作品概要
《老人の肖像画》は、画家のエル・グレコによって制作された作品。制作年は1595?年から1600?年で、メトロポリタン美術館に所蔵されている。

『老人の肖像画』は、クレタ島出身の画家エル・グレコの油絵。1900年以来、この老人はグレコの自画像なのではないかという説が度々論じられてきた。
この老人がグレコ本人であるという確たる証拠はない。しかし、グレコはその宗教画において、自身を何度か脇役として登場させていることが知られている。これらの人物画とこの老人の姿には確かに共通点はあるものの、宗教画の方に描かれたグレコらしき人物はもっと男らしく、また白髪で白い髭を蓄えている。

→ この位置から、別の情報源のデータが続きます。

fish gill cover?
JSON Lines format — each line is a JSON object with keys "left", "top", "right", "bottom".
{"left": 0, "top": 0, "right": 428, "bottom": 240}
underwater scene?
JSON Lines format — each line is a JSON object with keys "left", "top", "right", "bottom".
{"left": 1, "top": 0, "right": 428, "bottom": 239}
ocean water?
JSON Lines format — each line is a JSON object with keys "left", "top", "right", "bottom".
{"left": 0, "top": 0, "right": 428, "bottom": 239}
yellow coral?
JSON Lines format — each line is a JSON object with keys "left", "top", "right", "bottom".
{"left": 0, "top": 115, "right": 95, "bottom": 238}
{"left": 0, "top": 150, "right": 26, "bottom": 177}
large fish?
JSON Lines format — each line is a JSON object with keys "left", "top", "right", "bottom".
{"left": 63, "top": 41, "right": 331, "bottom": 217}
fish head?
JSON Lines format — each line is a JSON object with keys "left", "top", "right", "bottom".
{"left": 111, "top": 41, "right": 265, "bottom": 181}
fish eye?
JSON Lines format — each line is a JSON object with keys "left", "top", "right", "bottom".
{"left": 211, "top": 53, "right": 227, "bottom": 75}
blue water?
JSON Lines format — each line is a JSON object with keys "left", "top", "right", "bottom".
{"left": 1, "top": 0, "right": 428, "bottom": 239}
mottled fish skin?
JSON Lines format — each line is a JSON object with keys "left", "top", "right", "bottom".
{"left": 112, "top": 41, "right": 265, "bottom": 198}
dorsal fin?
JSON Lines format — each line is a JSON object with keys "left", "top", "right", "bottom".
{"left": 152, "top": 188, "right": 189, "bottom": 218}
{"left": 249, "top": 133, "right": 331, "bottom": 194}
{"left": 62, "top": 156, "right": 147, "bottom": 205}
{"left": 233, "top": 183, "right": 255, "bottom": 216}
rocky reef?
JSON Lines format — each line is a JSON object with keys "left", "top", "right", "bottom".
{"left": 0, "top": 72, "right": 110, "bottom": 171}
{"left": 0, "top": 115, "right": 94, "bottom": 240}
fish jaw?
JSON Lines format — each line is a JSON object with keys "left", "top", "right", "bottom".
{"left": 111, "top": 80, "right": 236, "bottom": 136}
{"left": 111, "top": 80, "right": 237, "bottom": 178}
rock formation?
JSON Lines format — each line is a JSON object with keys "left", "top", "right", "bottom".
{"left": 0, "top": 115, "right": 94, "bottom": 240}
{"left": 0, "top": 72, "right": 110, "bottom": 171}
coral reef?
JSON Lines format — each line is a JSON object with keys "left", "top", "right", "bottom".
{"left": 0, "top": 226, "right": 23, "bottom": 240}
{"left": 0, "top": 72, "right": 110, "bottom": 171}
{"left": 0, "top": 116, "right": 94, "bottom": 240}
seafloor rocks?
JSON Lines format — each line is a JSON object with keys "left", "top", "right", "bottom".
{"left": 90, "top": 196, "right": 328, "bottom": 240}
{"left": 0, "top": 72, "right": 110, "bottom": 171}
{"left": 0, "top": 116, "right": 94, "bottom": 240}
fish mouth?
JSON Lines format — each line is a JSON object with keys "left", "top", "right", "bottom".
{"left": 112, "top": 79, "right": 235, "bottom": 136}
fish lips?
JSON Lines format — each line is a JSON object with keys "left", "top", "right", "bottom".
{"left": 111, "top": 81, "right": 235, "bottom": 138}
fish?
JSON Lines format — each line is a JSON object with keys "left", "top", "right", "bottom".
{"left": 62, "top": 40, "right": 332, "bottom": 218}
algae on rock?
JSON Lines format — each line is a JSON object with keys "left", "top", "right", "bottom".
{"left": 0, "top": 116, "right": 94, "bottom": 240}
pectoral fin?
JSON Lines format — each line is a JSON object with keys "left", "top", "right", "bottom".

グレコが肖像画に描く人物は、グレコが個人的に親しくしており、十分に感情移入できその人物像に対して興味を持てる人たちである。グレコの率直で自然体、かつ心に迫るような洞察を感じさせてくれる肖像画群は、いつの時代でも大いに評価されてきた。18世紀にグレコの作品が不評になったときですら、肖像画については賞賛されていた。
この絵が描かれたのは1590年代だという説が有力である。1595年から1600年という説が最も多く提示されている。スペインの衣装の専門家は、絵画に描かれた老人が着ている服のひだ襟の幅から1590年代という説を唱えている。しかし、同じような衣装は1580年代の『オルガス伯の埋葬』にも描かれている。いずれにせよ、議論の的となっている年代においてはグレコはまだ60代にもなっていない。
この肖像画は、スペインの郵便切手として復元され長い間親しまれている。また2014年にはグリークキプロスでも発行された。グレコの学術研究論文においても初めての論文から最近のものにまでこの肖像画は使用されている。